Over the last month, the attacks and threats have proliferated. A month ago, Western intelligence services received information suggesting that the Islamic State terrorist group had plans to ramp up its activities in Bangladesh. Shortly thereafter, two foreigners were shot.
On Monday, the Ansarullah Bangla Team, a homegrown terrorist group, sent a letter to a Bangladeshi cable news station threatening attacks on news outlets if they continued to allow unveiled women to report the news.
The week before there were bombs at a procession of Shiites, which killed a teenage boy.
Allah is merciful.
Even in a democracy, artists of all sorts create fear in the power brokers. It’s always those voices that are shut down first.
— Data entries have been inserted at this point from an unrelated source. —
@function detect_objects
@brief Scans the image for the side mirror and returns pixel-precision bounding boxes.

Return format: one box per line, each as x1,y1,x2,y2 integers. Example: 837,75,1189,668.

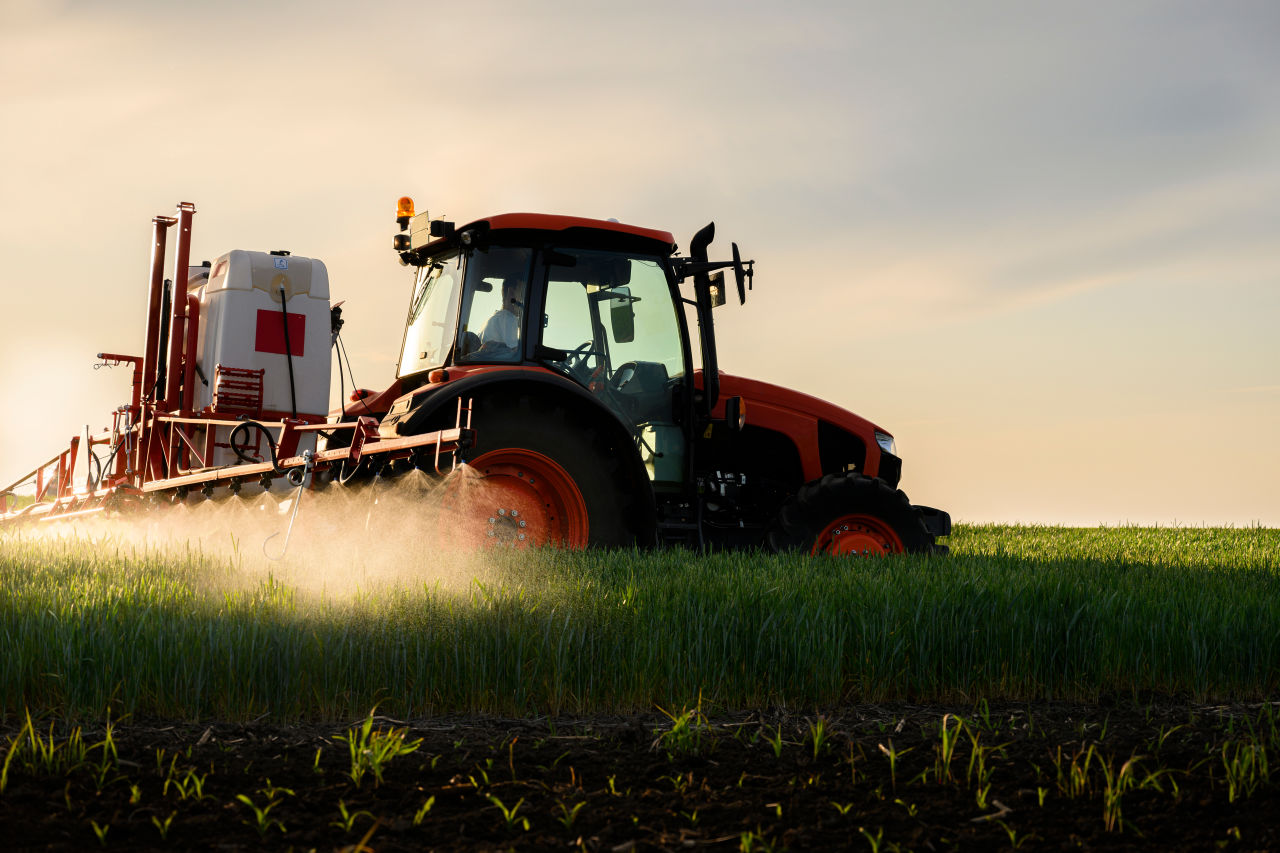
609,287,636,343
732,243,751,305
710,273,724,307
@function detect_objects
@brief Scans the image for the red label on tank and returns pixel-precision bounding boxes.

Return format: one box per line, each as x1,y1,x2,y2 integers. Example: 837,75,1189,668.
253,309,307,357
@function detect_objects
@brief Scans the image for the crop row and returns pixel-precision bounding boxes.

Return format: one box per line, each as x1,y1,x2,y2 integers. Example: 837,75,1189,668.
0,528,1280,720
0,703,1280,850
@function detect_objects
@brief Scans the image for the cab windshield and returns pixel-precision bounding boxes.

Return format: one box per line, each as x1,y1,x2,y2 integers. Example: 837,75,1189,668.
397,252,462,377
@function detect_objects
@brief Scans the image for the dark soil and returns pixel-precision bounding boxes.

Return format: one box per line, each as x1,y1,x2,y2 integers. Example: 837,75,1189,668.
0,703,1280,852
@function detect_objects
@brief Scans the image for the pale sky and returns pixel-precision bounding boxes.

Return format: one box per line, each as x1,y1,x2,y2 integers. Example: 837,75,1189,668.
0,0,1280,526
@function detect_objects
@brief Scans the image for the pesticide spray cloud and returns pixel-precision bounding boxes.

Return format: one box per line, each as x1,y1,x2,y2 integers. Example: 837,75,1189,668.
15,465,524,598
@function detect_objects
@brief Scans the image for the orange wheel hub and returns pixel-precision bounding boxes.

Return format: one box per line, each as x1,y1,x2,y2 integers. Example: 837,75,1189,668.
457,447,590,548
812,515,906,557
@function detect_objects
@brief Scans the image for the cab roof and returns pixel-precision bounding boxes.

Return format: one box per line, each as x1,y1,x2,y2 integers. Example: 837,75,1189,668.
476,213,676,246
413,213,676,257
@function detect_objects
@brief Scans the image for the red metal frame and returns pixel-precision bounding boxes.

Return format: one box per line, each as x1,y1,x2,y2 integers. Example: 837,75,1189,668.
0,202,474,521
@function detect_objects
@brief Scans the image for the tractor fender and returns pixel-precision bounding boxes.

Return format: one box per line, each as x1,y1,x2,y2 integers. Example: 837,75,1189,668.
381,366,658,544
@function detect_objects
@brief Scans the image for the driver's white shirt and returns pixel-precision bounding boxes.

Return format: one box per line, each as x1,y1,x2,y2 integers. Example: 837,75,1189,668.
480,309,520,347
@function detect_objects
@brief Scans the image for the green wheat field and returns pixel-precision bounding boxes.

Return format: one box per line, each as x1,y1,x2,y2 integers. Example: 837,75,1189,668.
0,526,1280,722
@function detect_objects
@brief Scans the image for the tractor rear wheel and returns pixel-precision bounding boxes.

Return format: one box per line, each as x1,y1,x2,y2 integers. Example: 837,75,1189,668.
765,474,933,557
447,396,636,548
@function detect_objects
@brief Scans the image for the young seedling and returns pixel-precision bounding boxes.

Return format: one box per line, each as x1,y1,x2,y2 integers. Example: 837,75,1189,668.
809,716,827,760
556,799,586,829
334,711,422,788
764,725,782,758
151,811,178,841
329,799,373,835
236,794,285,839
879,738,915,792
858,826,884,853
653,693,716,761
488,794,529,833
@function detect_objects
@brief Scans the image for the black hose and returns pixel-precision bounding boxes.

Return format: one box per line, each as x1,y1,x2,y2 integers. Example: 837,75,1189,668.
228,420,307,485
279,284,298,417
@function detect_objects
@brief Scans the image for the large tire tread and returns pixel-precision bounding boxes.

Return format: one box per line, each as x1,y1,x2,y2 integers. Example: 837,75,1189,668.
765,473,938,553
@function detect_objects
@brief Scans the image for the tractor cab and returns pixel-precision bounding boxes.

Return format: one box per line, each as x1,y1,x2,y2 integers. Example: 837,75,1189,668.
398,202,711,491
384,199,945,553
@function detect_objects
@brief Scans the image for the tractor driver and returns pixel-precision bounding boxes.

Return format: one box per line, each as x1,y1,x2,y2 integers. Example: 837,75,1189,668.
480,275,525,356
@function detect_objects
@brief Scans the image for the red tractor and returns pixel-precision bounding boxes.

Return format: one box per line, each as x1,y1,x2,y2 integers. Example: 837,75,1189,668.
330,199,951,556
0,199,951,555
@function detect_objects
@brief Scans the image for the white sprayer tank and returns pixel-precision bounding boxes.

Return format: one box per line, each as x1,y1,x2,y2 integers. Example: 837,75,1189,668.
188,250,332,465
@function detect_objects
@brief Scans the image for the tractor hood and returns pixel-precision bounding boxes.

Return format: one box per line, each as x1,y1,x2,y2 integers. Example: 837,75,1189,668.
694,370,890,444
694,370,901,484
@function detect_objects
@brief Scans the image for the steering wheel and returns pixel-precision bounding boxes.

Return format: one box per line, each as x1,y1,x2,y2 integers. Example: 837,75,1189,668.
564,341,603,383
609,361,636,391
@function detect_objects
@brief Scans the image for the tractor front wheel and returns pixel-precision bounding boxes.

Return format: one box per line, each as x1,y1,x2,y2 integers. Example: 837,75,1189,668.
765,474,933,557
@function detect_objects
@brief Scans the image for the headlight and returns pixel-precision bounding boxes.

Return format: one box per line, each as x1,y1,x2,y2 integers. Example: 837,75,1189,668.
876,429,897,456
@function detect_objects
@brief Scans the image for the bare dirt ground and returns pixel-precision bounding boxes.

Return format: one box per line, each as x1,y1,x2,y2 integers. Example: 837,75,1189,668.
0,701,1280,853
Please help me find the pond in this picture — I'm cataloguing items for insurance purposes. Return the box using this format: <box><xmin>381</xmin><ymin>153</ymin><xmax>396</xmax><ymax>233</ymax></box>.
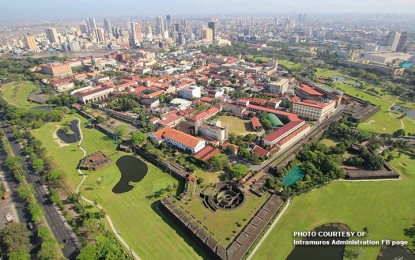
<box><xmin>392</xmin><ymin>105</ymin><xmax>415</xmax><ymax>118</ymax></box>
<box><xmin>332</xmin><ymin>76</ymin><xmax>362</xmax><ymax>87</ymax></box>
<box><xmin>56</xmin><ymin>120</ymin><xmax>81</xmax><ymax>144</ymax></box>
<box><xmin>32</xmin><ymin>106</ymin><xmax>55</xmax><ymax>112</ymax></box>
<box><xmin>112</xmin><ymin>155</ymin><xmax>148</xmax><ymax>193</ymax></box>
<box><xmin>287</xmin><ymin>224</ymin><xmax>348</xmax><ymax>260</ymax></box>
<box><xmin>282</xmin><ymin>166</ymin><xmax>304</xmax><ymax>187</ymax></box>
<box><xmin>376</xmin><ymin>246</ymin><xmax>415</xmax><ymax>260</ymax></box>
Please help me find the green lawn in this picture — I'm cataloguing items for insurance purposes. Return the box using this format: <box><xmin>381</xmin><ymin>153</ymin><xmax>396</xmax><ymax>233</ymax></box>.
<box><xmin>0</xmin><ymin>81</ymin><xmax>38</xmax><ymax>108</ymax></box>
<box><xmin>316</xmin><ymin>69</ymin><xmax>415</xmax><ymax>133</ymax></box>
<box><xmin>278</xmin><ymin>60</ymin><xmax>303</xmax><ymax>70</ymax></box>
<box><xmin>254</xmin><ymin>154</ymin><xmax>415</xmax><ymax>259</ymax></box>
<box><xmin>320</xmin><ymin>138</ymin><xmax>338</xmax><ymax>147</ymax></box>
<box><xmin>219</xmin><ymin>116</ymin><xmax>256</xmax><ymax>136</ymax></box>
<box><xmin>179</xmin><ymin>192</ymin><xmax>269</xmax><ymax>248</ymax></box>
<box><xmin>33</xmin><ymin>118</ymin><xmax>202</xmax><ymax>259</ymax></box>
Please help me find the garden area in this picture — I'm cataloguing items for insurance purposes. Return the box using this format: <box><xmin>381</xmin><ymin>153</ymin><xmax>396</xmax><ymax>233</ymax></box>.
<box><xmin>0</xmin><ymin>81</ymin><xmax>39</xmax><ymax>109</ymax></box>
<box><xmin>32</xmin><ymin>116</ymin><xmax>205</xmax><ymax>258</ymax></box>
<box><xmin>177</xmin><ymin>190</ymin><xmax>269</xmax><ymax>248</ymax></box>
<box><xmin>218</xmin><ymin>116</ymin><xmax>256</xmax><ymax>136</ymax></box>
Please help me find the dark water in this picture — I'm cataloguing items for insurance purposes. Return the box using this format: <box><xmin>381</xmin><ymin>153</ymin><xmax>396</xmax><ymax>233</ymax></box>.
<box><xmin>112</xmin><ymin>155</ymin><xmax>148</xmax><ymax>193</ymax></box>
<box><xmin>392</xmin><ymin>106</ymin><xmax>415</xmax><ymax>118</ymax></box>
<box><xmin>57</xmin><ymin>120</ymin><xmax>81</xmax><ymax>144</ymax></box>
<box><xmin>32</xmin><ymin>106</ymin><xmax>54</xmax><ymax>112</ymax></box>
<box><xmin>287</xmin><ymin>225</ymin><xmax>347</xmax><ymax>260</ymax></box>
<box><xmin>376</xmin><ymin>246</ymin><xmax>415</xmax><ymax>260</ymax></box>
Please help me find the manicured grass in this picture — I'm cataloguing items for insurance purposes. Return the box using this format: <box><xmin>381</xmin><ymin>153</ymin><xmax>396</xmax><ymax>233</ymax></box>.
<box><xmin>0</xmin><ymin>81</ymin><xmax>38</xmax><ymax>108</ymax></box>
<box><xmin>316</xmin><ymin>69</ymin><xmax>415</xmax><ymax>133</ymax></box>
<box><xmin>278</xmin><ymin>60</ymin><xmax>303</xmax><ymax>70</ymax></box>
<box><xmin>194</xmin><ymin>170</ymin><xmax>221</xmax><ymax>184</ymax></box>
<box><xmin>320</xmin><ymin>138</ymin><xmax>338</xmax><ymax>147</ymax></box>
<box><xmin>178</xmin><ymin>192</ymin><xmax>269</xmax><ymax>248</ymax></box>
<box><xmin>219</xmin><ymin>116</ymin><xmax>256</xmax><ymax>135</ymax></box>
<box><xmin>254</xmin><ymin>154</ymin><xmax>415</xmax><ymax>259</ymax></box>
<box><xmin>33</xmin><ymin>116</ymin><xmax>203</xmax><ymax>259</ymax></box>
That’s probably also why our regressive Republicans seek to defund the arts before about anything else (except, of course Planned Parenthood).
My heart aches for those who are threatened. It makes me appreciate so much more the ability to be able to say things I want to say without risk of death. There are other risks, but no one is coming after me with a machete.
It should be called “admitted guilt” for X,
not “claimed responsibility” for X.
Call a spade a spade.
It’s better than the old construction of “claimed credit for…”
“The claim of responsibility by the division, Al Qaeda in the Indian Subcontinent, was made in statements posted on Twitter on Saturday. One of them said the two men were “worse than the writers of such books, as they helped propagate these books and paid the blasphemers handsome amounts of money for writing them.” A second statement, titled “Who’s Next,” describes categories of people as “our next targets.” The list includes writers, poets, intellectuals, newspaper or magazine editors, reporters and actors.”
Man they sound like Nazis and who deserves more respect for their views?
Salon.com? Greenwald? Reza Aslan? Karen Armstrong? Guardian?